It is fairly well known that Thomas Jefferson was not a Christian. He was probably a deist, but he was definitely a skeptic, who advocated rigorous examination of the evidence for one's beliefs. He was also an admirer of Jesus Christ, but he found the Christ of the New Testament gospels to be unbelievable, a victim of mythmakers who distorted what Jefferson thought to be the prophet's actual philosophy with fantastic tales of miracles and divine fanfare.
So, one day, he sat down and edited out all the things he thought invented after the fact, in an attempt to reveal the natural history of the sage, Jesus Christ. Here is his finished product. I find it to be still quite interesting and often profound, but not nearly as compelling without the mythological elements. But then, my reaction is probably a vestigial holdover from a fervent Christian upbringing. I wonder how those not inculcated as children into the Christian mythos react to it?

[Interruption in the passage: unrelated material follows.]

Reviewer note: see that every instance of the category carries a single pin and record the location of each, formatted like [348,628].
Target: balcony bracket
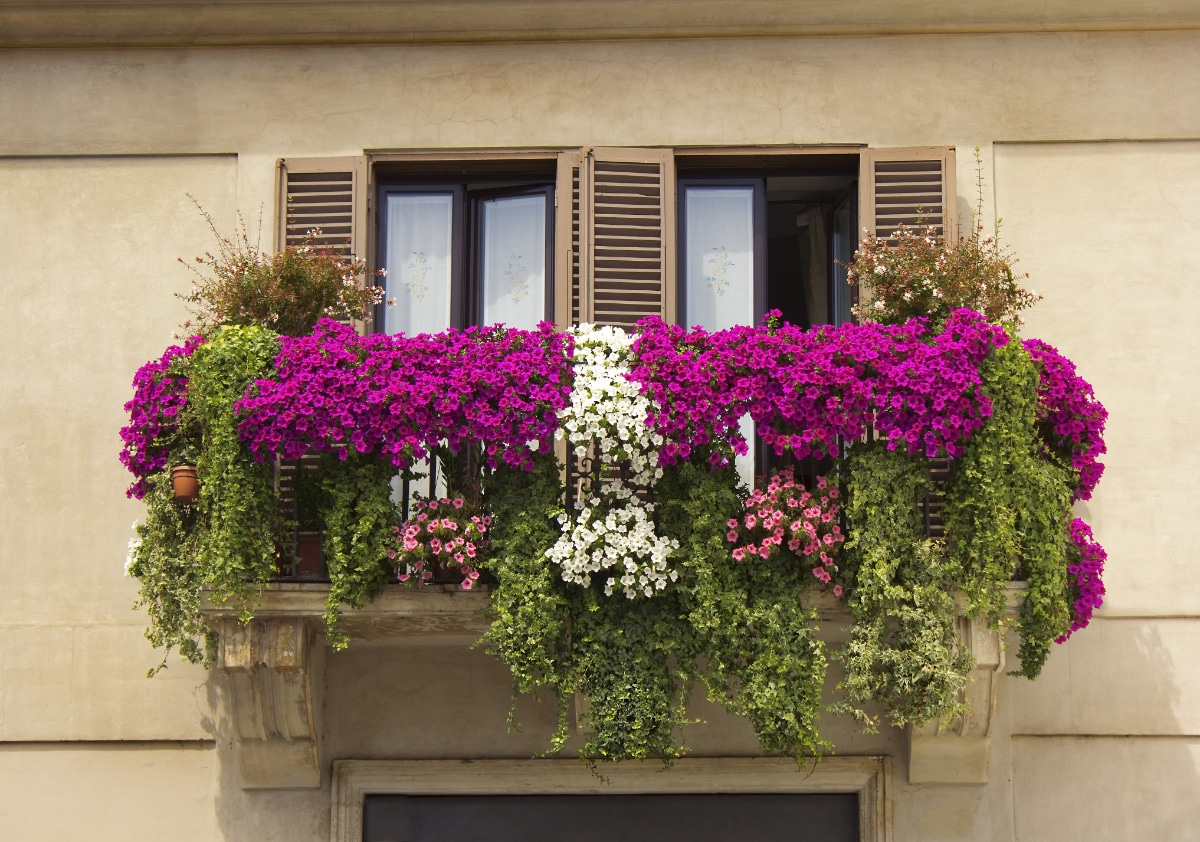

One thing is for certain, though. In the current political climate, we would definitely not be raising rapturous monuments (it is my favorite) in the nation's capitol to a man who figuratively chopped up the bible in such a way. Could you imagine if President Obama, in an effort to hone, say, St. Paul's message, had, in his student days, edited the epistles down to their bare philosophical bones? (Actually, I could see him doing this, simply as an exercise in intellectual rigor.) Well, he would certainly not be the president today, and probably not even a senator any longer. Such is the mob fervor gripping the populace.